There seems to be a WBA heavyweight eliminator just two weeks after another contender won an interim bout for some strange reason.
At the time – and when Daniel Dubois beat Bogdan Dinu with ease, WBN pointed out that there are now FIVE belt holders in the top division with the WBA.
They are “super” champion Anthony Joshua, “regular” ruler Trevor Bryan, interim holder Dubois, “Champion in Recess” Mahmoud Charr, and “Gold” title-holder Robert Helenius.
Now, you’d think that the last thing the World Boxing Association would need is further congestion by adding another eliminator. But then you don’t know the WBA. Not only have they sanctioned a fight for the Lopez vs. Kambosos Jr. bill, but it’s one of the most dumbfounding yet.

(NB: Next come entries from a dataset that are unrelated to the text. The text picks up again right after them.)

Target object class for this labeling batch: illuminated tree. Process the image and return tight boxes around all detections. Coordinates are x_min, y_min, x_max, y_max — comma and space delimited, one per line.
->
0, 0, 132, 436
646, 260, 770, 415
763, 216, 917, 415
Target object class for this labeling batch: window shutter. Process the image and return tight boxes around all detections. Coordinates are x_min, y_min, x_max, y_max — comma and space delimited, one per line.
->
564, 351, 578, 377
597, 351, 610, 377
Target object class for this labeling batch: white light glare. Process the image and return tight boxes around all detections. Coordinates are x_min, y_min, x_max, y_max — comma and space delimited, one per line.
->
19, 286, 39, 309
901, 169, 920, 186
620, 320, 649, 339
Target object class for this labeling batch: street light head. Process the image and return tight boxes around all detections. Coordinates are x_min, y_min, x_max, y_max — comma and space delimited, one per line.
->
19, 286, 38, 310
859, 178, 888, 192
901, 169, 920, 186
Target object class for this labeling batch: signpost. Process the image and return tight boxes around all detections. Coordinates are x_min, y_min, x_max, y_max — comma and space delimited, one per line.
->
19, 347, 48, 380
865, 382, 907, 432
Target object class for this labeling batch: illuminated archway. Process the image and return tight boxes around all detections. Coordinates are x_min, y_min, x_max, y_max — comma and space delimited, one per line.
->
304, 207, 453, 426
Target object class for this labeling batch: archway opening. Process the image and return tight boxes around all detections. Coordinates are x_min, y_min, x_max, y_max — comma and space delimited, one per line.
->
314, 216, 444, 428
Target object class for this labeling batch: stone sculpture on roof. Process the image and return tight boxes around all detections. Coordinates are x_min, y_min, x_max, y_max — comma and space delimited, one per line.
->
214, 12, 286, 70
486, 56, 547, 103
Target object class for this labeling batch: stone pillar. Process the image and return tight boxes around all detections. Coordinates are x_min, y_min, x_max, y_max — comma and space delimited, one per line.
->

Michael Hunter deserves his opportunity at something, even if he has accepted the sanction from the WBA. However, his opponent is Mike Wilson.
Let me tell you a bit about Wilson.
For one, he hasn’t fought for 21 months. Secondly, Wilson hasn’t fought at heavyweight since 2009. And thirdly, the “White Delight” has one hundred percent never defeated anybody who remotely would warrant a place in the top 15 of any organization.
As happening far too much these days, the WBA re-wrote the rules to please whichever promoter asks for it.
“The Bounty” Hunter begins a massive favorite and will probably get the stoppage. Still, talk turns to why the WBA are allowed to place fighter after fighter strategically in the ratings whenever they feel like it.
It’s so obvious it’s painful.
Questions have to get raised. For example, the WBA should prove why Mike Wilson is rated as the number 13 heavyweight globally when he’s never fought at the weight.
Add to that the fact he’s never secured any significant victory at the weight.
Why don’t the WBA provide this evidence? – Because there is none.
This scenario further explains why WBN no longer recognizes the WBA as a significant body within our sport – even if we didn’t necessarily need it.
The views expressed in this article are that of Phil Jay.